The Alternative for Germany (AfD) has just became the first far-right party to win seats in the Bundestag since the 1950s.

The far-right Alternative for Germany (AfD) has elected new leadership after its triumphant turnout in September's general election, prompting hundreds of people to stage street protests against the anti-migrant, anti-Islam party.

RELATED:
Germany: Peruvian Farmer Can Sue RWE Over Climate Change

The AfD received nearly 13 percent of the vote and almost 100 seats in parliament — a turning point of post-war German politics that left Chancellor Angela Merkel as the winner but still struggling to form a ruling coalition.
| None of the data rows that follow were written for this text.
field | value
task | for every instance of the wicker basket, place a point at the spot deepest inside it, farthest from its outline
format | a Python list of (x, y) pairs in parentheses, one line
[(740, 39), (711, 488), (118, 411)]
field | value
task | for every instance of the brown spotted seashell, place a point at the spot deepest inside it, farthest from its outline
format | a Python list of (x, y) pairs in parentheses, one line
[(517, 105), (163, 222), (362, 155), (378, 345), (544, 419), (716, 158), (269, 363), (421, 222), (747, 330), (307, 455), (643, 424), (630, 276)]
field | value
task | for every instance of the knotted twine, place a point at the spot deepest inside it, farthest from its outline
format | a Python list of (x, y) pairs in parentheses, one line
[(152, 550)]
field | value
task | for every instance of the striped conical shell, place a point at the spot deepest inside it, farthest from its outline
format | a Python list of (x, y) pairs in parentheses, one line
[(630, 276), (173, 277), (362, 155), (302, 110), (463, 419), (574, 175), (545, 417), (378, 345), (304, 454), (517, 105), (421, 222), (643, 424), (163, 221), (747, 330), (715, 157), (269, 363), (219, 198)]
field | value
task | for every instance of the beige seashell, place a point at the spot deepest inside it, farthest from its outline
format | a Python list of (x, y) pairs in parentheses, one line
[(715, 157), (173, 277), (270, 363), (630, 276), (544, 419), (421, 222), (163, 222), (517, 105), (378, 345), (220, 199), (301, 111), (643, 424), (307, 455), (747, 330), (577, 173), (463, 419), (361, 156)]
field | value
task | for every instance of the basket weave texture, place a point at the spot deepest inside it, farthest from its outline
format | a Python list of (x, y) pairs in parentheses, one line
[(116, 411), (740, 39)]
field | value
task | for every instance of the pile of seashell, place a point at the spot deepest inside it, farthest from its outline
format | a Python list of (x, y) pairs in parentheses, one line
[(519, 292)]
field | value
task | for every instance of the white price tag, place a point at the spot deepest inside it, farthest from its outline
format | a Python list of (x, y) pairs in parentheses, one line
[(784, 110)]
However, the AfD was divided between radical nationalists and more moderate forces, with co-leader Frauke Petry abruptly quitting just days after the election to form her own breakaway party.

The party's incumbent leader Jorg Meuthen — seen as a relative moderate in the movement — won enough votes to keep his post, but in a vote that dragged into the evening, he was joined as co-leader by Alexander Gauland to replace Petry.

Gauland, who once defended an AfD member who had said history should be rewritten to focus on German victims of World War Two, co-led the party until 2015.

Meanwhile, hundreds of demonstrators staged sit-ins to block roadways to the venue in the city center, delaying the start of the Congress by about 50 minutes, until the police deployed water cannon to remove the anti-fascist, pro-refugee activists.

Launched as a populist anti-euro party in 2013, the AfD has veered sharply to the right since and campaigned for the September election with slogans such as "Bikinis Not Burqas," "Stop Islamisation" and "Merkel must go."

It is now represented in 14 of Germany's 16 state parliaments, but has been shunned as a potential partner at the national level by mainstream parties.

The fractured political landscape has made it more difficult than ever for Merkel, in power for 12 years, to cobble together a ruling majority. She is now trying to woo the center-left Social Democrats back into a right-left "grand coalition" government.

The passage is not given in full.